“La Baba-a canta” diceva Silvia presentando i componenti del gruppo musicale del suo papà nel loro cd autoprodotto. Aveva tre anni e non ancora la “r”, sicché la cantante non era un originale talento di esotiche origini ma una “comune” Barbara di S. Giovanni in Persiceto. Che tanto comune in verità poi non fosse lo testimonia il fatto che, il primo giorno di nido, neomamma ansiosa al pensiero di abbandonare la creatura, avevo immediatamente rimosso ogni timore appena l’avevo guardata negli occhi. Maestra di Silvia, prima di cantante dei Tangram, aveva suscitato la mia simpatia e un’istintiva e profonda fiducia al primo sguardo. Amicizia di pelle che il tempo aveva confermato ma poi, con gli anni, diluito fino a farne perdere le tracce.
Ma siccome le cose belle e vere prima o poi riaffiorano, a distanza di 15 anni dall’ultimo incontro, complice la nostra avventura barcaiola, aggiungo proprio la sua firma al nostro registro.
E proprio con lei, gradita ospite in barca, condividiamo un altro ritrovamento.
Da un passato molto meno recente, dissepolti e riportati alla luce, i mosaici della Villa Romana del Casale, a Piazza Armerina ci stupiscono e ci incantano. Incredibili per ampiezza, dettagli, stato di conservazione, si snodano da una stanza all’altra dell’imponente villa padronale.
La soggezione e l’ammirazione che suscita l’insieme non possono che essere ombre di quelle suscitate un tempo e la fantasia non ce la fa a riempire i vuoti.
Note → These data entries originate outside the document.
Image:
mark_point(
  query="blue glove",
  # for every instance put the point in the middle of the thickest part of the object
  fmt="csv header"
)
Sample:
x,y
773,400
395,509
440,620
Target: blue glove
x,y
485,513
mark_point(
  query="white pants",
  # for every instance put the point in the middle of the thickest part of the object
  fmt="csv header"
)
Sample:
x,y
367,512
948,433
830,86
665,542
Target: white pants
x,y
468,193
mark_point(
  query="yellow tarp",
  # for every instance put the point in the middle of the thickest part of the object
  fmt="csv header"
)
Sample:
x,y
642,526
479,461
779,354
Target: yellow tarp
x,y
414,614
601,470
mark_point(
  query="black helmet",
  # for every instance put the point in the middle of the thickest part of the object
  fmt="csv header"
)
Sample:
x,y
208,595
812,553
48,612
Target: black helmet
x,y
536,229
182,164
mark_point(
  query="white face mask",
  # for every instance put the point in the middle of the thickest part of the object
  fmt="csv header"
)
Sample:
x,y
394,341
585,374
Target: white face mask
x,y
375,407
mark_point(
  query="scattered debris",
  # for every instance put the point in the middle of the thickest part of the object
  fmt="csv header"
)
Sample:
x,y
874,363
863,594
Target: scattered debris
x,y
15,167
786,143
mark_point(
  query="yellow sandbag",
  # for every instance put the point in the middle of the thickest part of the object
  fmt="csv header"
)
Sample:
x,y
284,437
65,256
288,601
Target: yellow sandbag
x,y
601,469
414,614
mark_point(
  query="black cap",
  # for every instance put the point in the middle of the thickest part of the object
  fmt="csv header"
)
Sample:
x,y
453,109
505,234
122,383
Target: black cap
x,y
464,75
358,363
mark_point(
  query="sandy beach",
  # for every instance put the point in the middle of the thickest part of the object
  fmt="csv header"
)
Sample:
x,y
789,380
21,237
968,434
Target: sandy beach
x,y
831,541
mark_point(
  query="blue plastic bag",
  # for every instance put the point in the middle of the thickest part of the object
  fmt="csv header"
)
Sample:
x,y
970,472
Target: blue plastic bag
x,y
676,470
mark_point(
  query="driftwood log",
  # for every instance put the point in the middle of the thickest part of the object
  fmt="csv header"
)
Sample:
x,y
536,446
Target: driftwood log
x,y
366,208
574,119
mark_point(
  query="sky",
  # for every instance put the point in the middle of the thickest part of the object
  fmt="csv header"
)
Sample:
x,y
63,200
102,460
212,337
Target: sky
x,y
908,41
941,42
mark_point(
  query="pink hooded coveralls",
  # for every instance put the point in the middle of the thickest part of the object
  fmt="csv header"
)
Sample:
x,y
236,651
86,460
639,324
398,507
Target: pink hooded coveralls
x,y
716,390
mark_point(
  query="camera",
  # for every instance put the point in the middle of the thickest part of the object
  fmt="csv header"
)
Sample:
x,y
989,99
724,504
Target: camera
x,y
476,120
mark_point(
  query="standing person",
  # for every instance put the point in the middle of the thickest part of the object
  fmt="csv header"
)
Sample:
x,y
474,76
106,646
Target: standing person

Il desiderio d’essere catapultata nel passato per aggiungere colori e tratti, colonne e soffitti, fontane che zampillano, voci e frusciar di vesti (suoni diversi dal qui ed ora del vento e dello sbatter d’ali dei piccioni) è destinato ad esser disatteso.
Disatteso ma inevitabile. Figlio naturale non certo della frustrazione del poco ma, al contrario, della gratitudine per quel tanto e tanto bello che il tempo ha preservato per noi tutti.